Затем он подошел к постели и взял меня за руку.
– Я пришел попрощаться с тобой, мой дорогой Бруно, – сказал он. – Ты служил мне более беззаветно, чем я мог требовать от кого бы то ни было. Мне жаль оставлять тебя здесь, однако я должен принять на себя управление моим разваливающимся королевством и привести его в порядок, а ты, боюсь, нескоро будешь вновь пригоден для службы.
– Да, милорд, – сказал я. – Должен ли я последовать за вами после выздоровления?
Тут королева тронула Стефана за руку и вышла вперед. Наши взгляды встретились. Я пытался скрыть отчаяние, однако Мод всегда отличалась умением читать мои мысли, и я понял, что она увидела ужас, охвативший меня в предчувствии того, что должно последовать.
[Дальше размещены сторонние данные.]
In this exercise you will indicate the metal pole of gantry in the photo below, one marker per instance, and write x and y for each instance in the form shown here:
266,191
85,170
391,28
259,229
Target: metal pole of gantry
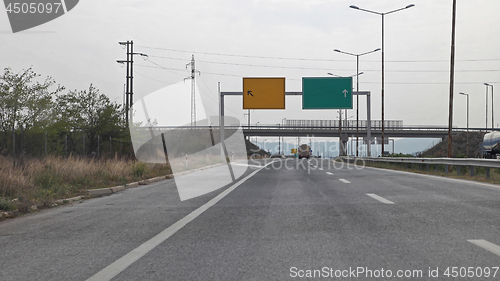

На какое то мгновение мне показалось, что этот ужас отразился и в ее глазах, однако затем, к моему изумлению, она наклонилась, поцеловала меня и взъерошила волосы на голове, словно я был ребенком, нуждавшимся в утешении.
– Дорогой Бруно, тебе еще долгое время придется усердно служить королю иным образом, однако твое место всегда будет оставаться за тобой. Мы будем рады принять тебя после выздоровления. Стефан, он не понимает, что мы имеем в виду. Ради Бога, дай ему грамоту!
Несколько мгновений король колебался, словно намереваясь возразить, – я уверен, что он собирался перед вручением награды вырвать у меня обещание быть верным ему, однако в конце концов он извлек свиток грубого пергамента, скрепленный восковым оттиском большой печати, и протянул его мне.
– Это, на мой взгляд, слишком мало за все, что ты сделал, – сказала Мод, – однако Мелюзина уверяла, что ты хочешь только Улль и другие мелкие поместья, невзирая на сильную запущенность тамошних земель и бедность людей. Я знаю, это именно то, что нужно Мелюзине, но если тебе понравятся какие нибудь иные, более богатые земли, ты тоже их получишь.
– Нет, – прошептал я. – Мне нужен только Улль. Благодарю вас, сир. Благодарю вас, мадам. Я всегда был беден, поэтому Улль кажется мне богатым поместьем. Мне претит власть, и Улль не даст мне ее. Единственное мое желание – мир над этими высокими холмами с их реками, струящимися, словно серебристые волосы.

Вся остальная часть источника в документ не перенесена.